Well, I say, pistachios to them! While it is true that most of the compound that existed during the battle is buried under the asphalt and concrete of modern day San Antonio, the façade of the church, perhaps the most recognizable feature, remains intact. I don’t know if I would have been satisfied if that was the only thing I saw, but fortunately I don’t have to say because there was a shrine and museum attached – both free, otherwise we might not have gone in – so we got to see important artifacts like James Bowie’s knife and Davy Crockett’s hair brush (they both died at the Alamo) and get a history lesson that allowed us to rate the experience two thumbs up.

All our pictures of the Alamo during the day came out crummy. Notice the Crockett hotel in the background.

I’m going to condense three centuries of Alamo history into a few sentences, and - spoiler alert! – I am going to reveal the ending. The Mission San Antonio de Valero, the original structure on the Alamo site, was a church and out buildings built by the Spanish in the early 1700’s as a means to convert Indians to Catholicism and thereby increase Spanish rule. It was eventually abandoned as the Spanish lost influence in North America and then re-established in the early 1800’s as a strategic military outpost because the town it was situated near, San Antonio de Bexar, was a crossroads and center of commerce. It was referred to as the Alamo starting from this time in honor of the hometown of the Mexican cavalry that was garrisoned there and the name stuck. In Texas’ fight for independence from Mexico in 1835-36, which ironically was brought on in part by Mexico’s restriction on further immigration of U.S. citizens into Texas, it was the scene of a famous battle where the greatly outnumbered Texans who were defending the compound made the decision to stay and fight rather than surrender. They were all killed, but their bravery in electing certain death gave rise to the rallying cry “Remember the Alamo” which inspired an outnumbered army led by Sam Houston to defeat the Mexicans at San Jacinto just a short time later and secure an independent Texas – which was admitted to the Union as the 28th state in 1845.

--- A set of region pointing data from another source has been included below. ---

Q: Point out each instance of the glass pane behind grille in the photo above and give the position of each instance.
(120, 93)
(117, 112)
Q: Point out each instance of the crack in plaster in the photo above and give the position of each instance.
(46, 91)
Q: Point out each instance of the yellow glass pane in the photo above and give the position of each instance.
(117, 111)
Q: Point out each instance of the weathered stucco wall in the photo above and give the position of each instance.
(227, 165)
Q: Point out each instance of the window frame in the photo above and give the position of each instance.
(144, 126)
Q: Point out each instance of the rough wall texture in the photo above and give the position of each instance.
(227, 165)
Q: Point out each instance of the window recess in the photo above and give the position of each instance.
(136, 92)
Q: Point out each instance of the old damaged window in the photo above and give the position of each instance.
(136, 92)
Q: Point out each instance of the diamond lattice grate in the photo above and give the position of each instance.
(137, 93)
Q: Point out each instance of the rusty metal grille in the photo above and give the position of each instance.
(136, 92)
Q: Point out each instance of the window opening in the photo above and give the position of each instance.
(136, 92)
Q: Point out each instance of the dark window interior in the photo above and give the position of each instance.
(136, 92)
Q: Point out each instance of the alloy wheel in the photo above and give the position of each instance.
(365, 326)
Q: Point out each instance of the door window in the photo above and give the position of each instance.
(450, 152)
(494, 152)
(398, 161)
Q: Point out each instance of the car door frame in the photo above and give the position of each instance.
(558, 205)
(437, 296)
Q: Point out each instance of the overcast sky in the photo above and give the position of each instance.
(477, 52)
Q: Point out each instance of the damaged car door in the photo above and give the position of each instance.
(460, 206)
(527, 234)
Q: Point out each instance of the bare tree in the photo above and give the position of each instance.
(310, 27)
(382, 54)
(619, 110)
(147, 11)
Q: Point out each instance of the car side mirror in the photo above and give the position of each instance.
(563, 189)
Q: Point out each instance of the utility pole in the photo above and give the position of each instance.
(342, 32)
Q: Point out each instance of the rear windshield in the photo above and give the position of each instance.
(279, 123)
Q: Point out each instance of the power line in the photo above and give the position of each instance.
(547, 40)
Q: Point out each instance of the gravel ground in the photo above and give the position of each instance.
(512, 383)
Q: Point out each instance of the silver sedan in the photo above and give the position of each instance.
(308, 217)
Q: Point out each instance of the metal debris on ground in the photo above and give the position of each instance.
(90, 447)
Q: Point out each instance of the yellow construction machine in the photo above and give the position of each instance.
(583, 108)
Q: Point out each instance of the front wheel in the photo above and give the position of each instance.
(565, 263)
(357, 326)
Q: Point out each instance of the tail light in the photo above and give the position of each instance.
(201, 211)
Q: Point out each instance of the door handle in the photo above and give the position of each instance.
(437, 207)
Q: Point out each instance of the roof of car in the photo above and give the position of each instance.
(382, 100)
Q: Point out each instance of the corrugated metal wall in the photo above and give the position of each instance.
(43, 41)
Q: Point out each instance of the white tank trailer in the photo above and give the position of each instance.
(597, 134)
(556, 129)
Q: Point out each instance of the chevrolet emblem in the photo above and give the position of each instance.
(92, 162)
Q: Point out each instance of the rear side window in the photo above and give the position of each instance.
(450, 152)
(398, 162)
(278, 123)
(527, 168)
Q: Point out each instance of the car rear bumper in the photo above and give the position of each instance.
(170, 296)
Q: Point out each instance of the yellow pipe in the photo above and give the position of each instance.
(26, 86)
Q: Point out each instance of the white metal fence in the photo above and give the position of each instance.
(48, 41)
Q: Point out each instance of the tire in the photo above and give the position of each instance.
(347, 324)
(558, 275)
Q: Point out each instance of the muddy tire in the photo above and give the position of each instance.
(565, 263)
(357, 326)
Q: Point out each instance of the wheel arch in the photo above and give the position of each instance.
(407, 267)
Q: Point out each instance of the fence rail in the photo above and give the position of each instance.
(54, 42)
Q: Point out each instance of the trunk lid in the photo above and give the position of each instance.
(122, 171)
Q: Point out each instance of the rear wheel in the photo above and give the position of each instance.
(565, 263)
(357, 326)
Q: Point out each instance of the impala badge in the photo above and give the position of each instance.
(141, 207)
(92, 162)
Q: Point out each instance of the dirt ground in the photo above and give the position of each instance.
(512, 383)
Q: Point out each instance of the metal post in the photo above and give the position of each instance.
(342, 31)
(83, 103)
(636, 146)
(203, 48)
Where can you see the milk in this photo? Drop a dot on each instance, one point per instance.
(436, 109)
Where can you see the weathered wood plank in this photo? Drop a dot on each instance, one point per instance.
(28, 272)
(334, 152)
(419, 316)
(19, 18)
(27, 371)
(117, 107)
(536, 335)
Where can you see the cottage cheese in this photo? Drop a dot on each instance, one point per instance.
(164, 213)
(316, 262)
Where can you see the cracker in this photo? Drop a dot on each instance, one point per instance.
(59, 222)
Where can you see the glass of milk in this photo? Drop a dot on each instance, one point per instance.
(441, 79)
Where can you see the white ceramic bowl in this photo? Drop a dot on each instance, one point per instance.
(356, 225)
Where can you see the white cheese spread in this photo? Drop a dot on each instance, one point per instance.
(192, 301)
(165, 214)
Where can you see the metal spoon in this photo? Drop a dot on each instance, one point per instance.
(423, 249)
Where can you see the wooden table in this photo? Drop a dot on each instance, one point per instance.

Surprisingly, Coconut and J were relatively interested in all this because when we stayed in North Carolina a few weeks ago with a sister of a college friend, Frank the husband let us know that his ancestor had been killed at the Alamo. Having this connection made it more bearable for Coconut and J to go through the exhibits looking for his name and reading about what an honorable guy he was. It turns out that James Butler Bonham was one of four commanders and had snuck through the Mexican siege line at one point to get help. Upon learning no help would be coming, Bonham snuck back through the lines, which the other couriers that had been sent out did not do, to let his compatriots know that they were on their own. He died with them on March 6, 1836. One has to wonder why, if it was so easy to sneak through the Mexican lines, the whole army didn’t sneak out and attack the Mexican rear, but I’m not a military strategist so I guess it didn’t make sense at the time.


pointing to Bowie and Bonham's names

We didn't do anything else in San Antonio, except leave our iPad in the hotel lobby. After we reached Laredo and realized it was missing we called the hotel but it had not been turned in as lost and found. It's a bummer, but the only things that are irreplaceable on it are some photos that we took with the GoPro and potentially all of our personal banking information.